Liest man das Inhaltsverzeichnis, so ist ausreichend Raum für eigene Assoziationen. Was könnte hinter den folgenden Titeln stecken? „Die gebrauchte Schallplatte“, „Shiver“ (deutsche Übersetzung: „Schauer“, und titelgebend für den Sammelband), „Das Model“, „Henkerballon“, „Das Marionettenhaus“, „Der Maler“, „Lange Träume“, „Die ehrenwerten Vorfahren“, „Glyzerid“ und „Das Model – Der verfluchte Bildrahmen“ (neue Short Story). Ob aus der Ich-Perspektive oder aus der Sicht eines (hilflosen) Publikums, Junji Ito versteht es jedes Mal, die Untiefen darzustellen, wodurch eine Sogwirkung entsteht, die erst endet, wenn man am Schluss jeder Geschichte am unteren Bildrand liest: „Ende“. Dieses kommt stets unerwartet, sodass sich die Gänsehaut häufig erst nach dem Lesen aufstellt. So sollte guter Horror sein. Darauf muss man sich aber einlassen können.

Die Kurzgeschichten sind allesamt in Manga-typischem Schwarz-Weiß gezeichnet.
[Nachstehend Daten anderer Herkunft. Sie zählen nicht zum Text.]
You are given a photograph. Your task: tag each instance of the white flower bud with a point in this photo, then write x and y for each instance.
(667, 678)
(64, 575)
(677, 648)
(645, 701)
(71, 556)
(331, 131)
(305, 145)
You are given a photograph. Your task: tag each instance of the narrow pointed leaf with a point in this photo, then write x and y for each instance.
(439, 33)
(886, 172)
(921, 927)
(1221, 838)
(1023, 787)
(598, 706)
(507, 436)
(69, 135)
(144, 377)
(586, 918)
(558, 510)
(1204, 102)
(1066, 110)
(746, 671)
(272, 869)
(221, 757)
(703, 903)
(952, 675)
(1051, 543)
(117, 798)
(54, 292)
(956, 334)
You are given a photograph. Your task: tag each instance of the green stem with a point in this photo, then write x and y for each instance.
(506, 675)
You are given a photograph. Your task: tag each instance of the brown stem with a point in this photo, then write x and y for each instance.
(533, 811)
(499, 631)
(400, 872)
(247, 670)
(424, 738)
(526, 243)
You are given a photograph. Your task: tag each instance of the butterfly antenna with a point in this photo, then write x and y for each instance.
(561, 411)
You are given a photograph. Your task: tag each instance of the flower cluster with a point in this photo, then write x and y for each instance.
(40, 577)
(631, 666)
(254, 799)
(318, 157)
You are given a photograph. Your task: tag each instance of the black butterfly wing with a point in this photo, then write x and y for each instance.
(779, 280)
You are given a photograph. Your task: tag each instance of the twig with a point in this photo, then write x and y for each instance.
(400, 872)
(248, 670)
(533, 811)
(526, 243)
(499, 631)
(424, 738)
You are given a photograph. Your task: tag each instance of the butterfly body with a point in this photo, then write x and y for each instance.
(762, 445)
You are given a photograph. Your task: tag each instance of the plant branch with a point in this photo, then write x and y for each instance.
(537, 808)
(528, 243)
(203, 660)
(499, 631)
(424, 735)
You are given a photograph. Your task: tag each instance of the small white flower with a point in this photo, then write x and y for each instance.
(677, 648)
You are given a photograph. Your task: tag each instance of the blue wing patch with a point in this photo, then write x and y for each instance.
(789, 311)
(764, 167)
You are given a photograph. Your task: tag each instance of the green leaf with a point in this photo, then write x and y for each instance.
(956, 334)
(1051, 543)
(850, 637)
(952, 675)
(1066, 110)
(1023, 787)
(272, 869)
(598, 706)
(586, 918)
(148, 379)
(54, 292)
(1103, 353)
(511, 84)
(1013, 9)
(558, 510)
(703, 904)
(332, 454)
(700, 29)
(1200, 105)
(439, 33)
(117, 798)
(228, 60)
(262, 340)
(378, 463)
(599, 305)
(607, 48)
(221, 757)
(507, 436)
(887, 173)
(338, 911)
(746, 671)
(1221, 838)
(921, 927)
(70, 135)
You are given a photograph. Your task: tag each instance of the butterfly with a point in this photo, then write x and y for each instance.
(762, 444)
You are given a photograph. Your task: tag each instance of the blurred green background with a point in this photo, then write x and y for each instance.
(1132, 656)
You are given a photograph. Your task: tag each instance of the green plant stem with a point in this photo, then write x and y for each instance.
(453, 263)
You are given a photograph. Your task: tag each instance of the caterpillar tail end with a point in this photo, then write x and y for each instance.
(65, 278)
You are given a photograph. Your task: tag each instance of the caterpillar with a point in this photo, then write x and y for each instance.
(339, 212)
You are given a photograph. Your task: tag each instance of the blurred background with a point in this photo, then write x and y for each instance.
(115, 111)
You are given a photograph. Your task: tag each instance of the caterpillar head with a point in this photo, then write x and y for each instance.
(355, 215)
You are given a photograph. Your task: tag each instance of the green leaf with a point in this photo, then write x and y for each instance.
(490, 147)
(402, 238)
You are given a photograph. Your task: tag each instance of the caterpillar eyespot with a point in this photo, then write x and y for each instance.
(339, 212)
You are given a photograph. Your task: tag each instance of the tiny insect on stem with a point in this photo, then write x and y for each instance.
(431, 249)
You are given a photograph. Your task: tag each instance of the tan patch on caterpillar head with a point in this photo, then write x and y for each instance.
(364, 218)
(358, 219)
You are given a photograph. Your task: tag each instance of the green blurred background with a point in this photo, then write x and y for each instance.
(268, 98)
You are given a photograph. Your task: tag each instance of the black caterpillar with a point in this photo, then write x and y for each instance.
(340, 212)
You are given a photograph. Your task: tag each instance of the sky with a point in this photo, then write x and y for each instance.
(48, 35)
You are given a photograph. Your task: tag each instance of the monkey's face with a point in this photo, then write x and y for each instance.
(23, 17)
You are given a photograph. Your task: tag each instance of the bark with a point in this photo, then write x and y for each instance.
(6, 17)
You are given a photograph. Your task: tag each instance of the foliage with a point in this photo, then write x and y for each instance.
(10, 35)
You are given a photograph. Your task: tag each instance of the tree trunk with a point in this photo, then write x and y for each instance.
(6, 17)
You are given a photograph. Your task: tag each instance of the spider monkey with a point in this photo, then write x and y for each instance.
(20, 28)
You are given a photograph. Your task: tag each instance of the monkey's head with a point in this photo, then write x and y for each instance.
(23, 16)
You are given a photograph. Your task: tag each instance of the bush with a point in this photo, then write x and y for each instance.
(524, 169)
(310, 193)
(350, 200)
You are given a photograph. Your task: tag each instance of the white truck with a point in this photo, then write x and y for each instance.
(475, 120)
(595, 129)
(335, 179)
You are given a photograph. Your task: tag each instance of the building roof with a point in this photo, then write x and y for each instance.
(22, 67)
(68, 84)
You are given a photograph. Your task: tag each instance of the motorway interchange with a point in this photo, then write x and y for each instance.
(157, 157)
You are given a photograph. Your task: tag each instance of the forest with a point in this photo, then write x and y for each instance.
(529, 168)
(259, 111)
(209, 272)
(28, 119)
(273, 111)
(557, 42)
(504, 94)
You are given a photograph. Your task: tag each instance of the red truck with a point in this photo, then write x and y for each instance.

Vergleicht man diese Geschichten mit den bekannten „Gespenster-Geschichten“ aus dem Bastei-Verlag, die in bunt illustriert wurden, und trotz ihrer hohen Auflage einen gewissen Sammlerstatus erreicht haben, so fällt direkt auf, dass es bei Junji Ito keinerlei Farben bedarf. Gerade das Schwarz-Weiß lässt die Geschichten derart gut entfalten, dass sie noch beängstigender wirken. Das wird neben den Schatten immer dann besonders sichtbar, wenn das Blut statt in Rot, die weißen Seiten nahezu komplett geschwärzt hat. Auch das abrupte „Ende“ einer jeden Geschichte wirkt ganz anders und „erwachsener“ als ein: „Seltsam? Aber so steht es geschrieben“ der „Gespenster-Geschichten“.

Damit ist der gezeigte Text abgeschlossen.